Gold Prices Rise on Expectations of U.S. Rate Cuts
Gold prices edged up on Thursday, following a significant increase in the previous session, as the dollar and bond yields weakened amid growing expectations of rate cuts by the U.S. Federal Reserve as early as September.
Spot gold rose 0.1% to $2,388.10 per ounce, after surging over 1% to its highest level since April 19 on Wednesday. U.S. gold futures also rose 0.1% to $2,393.20.
Impact of Weak Dollar and Bond Yields
The weakening of the dollar by 0.2% against a basket of major currencies has made gold more attractive to holders of other currencies, as it is priced in greenbacks. Additionally, the benchmark 10-year Treasury yield dropped to its lowest level in over a month.
Chief market analyst Tim Waterer noted that the latest consumer price index data has increased the likelihood of a rate cut in September, supporting gold prices from a yield perspective.

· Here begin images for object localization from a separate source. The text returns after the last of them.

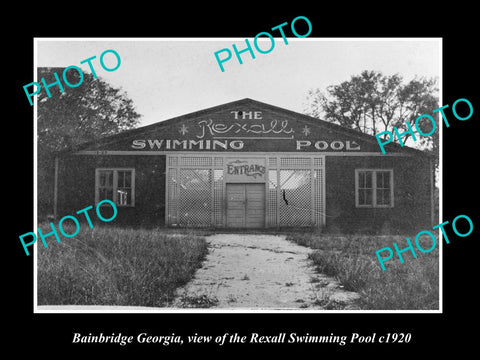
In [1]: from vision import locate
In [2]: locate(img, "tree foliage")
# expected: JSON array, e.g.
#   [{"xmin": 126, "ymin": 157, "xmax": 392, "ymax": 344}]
[
  {"xmin": 37, "ymin": 67, "xmax": 141, "ymax": 217},
  {"xmin": 304, "ymin": 70, "xmax": 439, "ymax": 152},
  {"xmin": 37, "ymin": 67, "xmax": 141, "ymax": 155}
]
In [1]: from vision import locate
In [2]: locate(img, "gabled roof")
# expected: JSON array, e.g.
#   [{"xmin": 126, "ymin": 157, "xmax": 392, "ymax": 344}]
[{"xmin": 65, "ymin": 98, "xmax": 429, "ymax": 156}]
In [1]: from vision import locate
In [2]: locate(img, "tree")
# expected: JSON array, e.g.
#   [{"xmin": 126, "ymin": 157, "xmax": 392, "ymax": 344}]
[
  {"xmin": 37, "ymin": 67, "xmax": 141, "ymax": 154},
  {"xmin": 37, "ymin": 67, "xmax": 141, "ymax": 218},
  {"xmin": 304, "ymin": 70, "xmax": 439, "ymax": 151},
  {"xmin": 304, "ymin": 70, "xmax": 440, "ymax": 215}
]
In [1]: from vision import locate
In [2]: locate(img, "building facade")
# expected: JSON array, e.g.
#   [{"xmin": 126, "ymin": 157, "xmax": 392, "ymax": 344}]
[{"xmin": 54, "ymin": 98, "xmax": 434, "ymax": 233}]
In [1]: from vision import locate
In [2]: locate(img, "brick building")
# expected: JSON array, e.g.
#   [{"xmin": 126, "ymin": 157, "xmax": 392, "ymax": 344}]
[{"xmin": 53, "ymin": 98, "xmax": 434, "ymax": 233}]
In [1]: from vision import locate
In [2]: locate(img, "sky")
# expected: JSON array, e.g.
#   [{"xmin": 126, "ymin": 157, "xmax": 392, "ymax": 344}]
[{"xmin": 36, "ymin": 38, "xmax": 441, "ymax": 128}]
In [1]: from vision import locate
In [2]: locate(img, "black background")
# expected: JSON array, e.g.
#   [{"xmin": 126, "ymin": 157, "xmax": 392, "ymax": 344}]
[{"xmin": 7, "ymin": 4, "xmax": 478, "ymax": 356}]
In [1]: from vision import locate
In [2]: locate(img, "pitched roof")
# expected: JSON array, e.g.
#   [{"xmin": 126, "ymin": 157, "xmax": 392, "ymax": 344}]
[{"xmin": 65, "ymin": 98, "xmax": 429, "ymax": 156}]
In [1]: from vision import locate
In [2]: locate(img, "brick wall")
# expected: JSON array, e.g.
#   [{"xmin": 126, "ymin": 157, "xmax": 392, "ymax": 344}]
[
  {"xmin": 325, "ymin": 155, "xmax": 432, "ymax": 234},
  {"xmin": 57, "ymin": 155, "xmax": 166, "ymax": 227}
]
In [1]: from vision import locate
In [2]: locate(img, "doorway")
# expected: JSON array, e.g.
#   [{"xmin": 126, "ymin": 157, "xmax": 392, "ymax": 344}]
[{"xmin": 226, "ymin": 183, "xmax": 265, "ymax": 228}]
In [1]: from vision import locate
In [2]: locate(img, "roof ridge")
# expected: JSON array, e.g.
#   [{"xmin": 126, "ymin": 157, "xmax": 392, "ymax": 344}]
[{"xmin": 63, "ymin": 98, "xmax": 428, "ymax": 156}]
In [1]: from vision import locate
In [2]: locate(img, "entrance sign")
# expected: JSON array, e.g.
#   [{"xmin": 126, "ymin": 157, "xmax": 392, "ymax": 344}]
[{"xmin": 225, "ymin": 158, "xmax": 266, "ymax": 182}]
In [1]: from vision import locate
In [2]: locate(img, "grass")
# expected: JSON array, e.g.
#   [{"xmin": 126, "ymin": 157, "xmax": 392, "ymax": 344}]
[
  {"xmin": 37, "ymin": 224, "xmax": 208, "ymax": 307},
  {"xmin": 37, "ymin": 224, "xmax": 439, "ymax": 310},
  {"xmin": 286, "ymin": 233, "xmax": 440, "ymax": 310},
  {"xmin": 175, "ymin": 292, "xmax": 219, "ymax": 308},
  {"xmin": 313, "ymin": 289, "xmax": 350, "ymax": 310}
]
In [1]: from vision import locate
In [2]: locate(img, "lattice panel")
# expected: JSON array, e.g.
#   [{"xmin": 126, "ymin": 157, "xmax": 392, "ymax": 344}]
[
  {"xmin": 280, "ymin": 157, "xmax": 311, "ymax": 168},
  {"xmin": 267, "ymin": 170, "xmax": 278, "ymax": 226},
  {"xmin": 180, "ymin": 156, "xmax": 212, "ymax": 167},
  {"xmin": 168, "ymin": 156, "xmax": 178, "ymax": 166},
  {"xmin": 279, "ymin": 170, "xmax": 312, "ymax": 226},
  {"xmin": 178, "ymin": 169, "xmax": 212, "ymax": 226},
  {"xmin": 313, "ymin": 157, "xmax": 324, "ymax": 167},
  {"xmin": 268, "ymin": 157, "xmax": 277, "ymax": 168},
  {"xmin": 213, "ymin": 170, "xmax": 224, "ymax": 226},
  {"xmin": 314, "ymin": 169, "xmax": 325, "ymax": 226},
  {"xmin": 167, "ymin": 168, "xmax": 179, "ymax": 224}
]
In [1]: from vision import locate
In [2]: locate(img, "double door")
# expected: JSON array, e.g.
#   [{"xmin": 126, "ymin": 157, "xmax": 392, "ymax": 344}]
[{"xmin": 226, "ymin": 183, "xmax": 265, "ymax": 228}]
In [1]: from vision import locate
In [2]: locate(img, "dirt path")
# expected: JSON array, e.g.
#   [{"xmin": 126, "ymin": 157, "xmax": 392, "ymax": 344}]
[{"xmin": 172, "ymin": 234, "xmax": 360, "ymax": 310}]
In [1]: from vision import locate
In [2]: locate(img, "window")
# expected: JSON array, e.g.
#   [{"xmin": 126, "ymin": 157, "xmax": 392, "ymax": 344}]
[
  {"xmin": 355, "ymin": 169, "xmax": 393, "ymax": 208},
  {"xmin": 95, "ymin": 169, "xmax": 135, "ymax": 207}
]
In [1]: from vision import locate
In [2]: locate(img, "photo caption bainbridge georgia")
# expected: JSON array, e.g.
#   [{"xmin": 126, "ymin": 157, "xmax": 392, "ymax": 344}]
[{"xmin": 70, "ymin": 331, "xmax": 412, "ymax": 346}]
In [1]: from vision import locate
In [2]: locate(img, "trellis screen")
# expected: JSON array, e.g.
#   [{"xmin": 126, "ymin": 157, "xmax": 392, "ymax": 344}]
[
  {"xmin": 279, "ymin": 170, "xmax": 312, "ymax": 226},
  {"xmin": 266, "ymin": 156, "xmax": 325, "ymax": 227},
  {"xmin": 167, "ymin": 156, "xmax": 224, "ymax": 227},
  {"xmin": 178, "ymin": 169, "xmax": 212, "ymax": 226},
  {"xmin": 166, "ymin": 155, "xmax": 324, "ymax": 227}
]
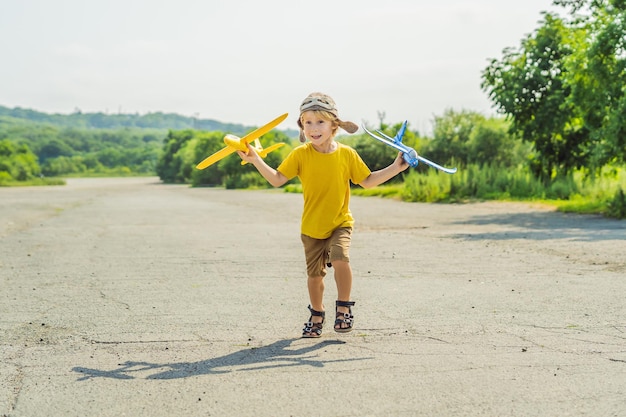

He also mentioned that any potential rebound in the dollar or treasury yields could pose a challenge for gold prices in the coming days.
Outlook on U.S. Economic Indicators
The recent cooling of U.S. consumer prices, along with underwhelming job and payrolls reports for April, is seen as positive news for Fed policymakers who are looking for signs of progress on inflation before considering rate adjustments.
While gold is typically considered a hedge against inflation, higher interest rates can increase the opportunity cost of holding non-interest-bearing assets like gold.
Comments from Fed Officials
Chicago Federal Reserve Bank President Austan Goolsbee expressed optimism about declining inflation rates and echoed Fed Chair Jerome Powell’s remarks that another interest rate hike is unlikely.
Spot silver declined 0.5% to $29.56 per ounce, while palladium rose 0.3% to $1,012.93. Platinum also saw an increase of 0.7% to $1,071.00, reaching its highest level since May 22 last year.
(Reporting by Sherin Elizabeth Varghese in Bengaluru; Editing by Janane Venkatraman)
By adding additional context on the impact of weak dollar and bond yields, the outlook on U.S. economic indicators, and comments from Fed officials, readers gain a deeper understanding of the factors influencing gold prices. The insights provide a more comprehensive view of the market dynamics and potential challenges faced by gold prices in the near future.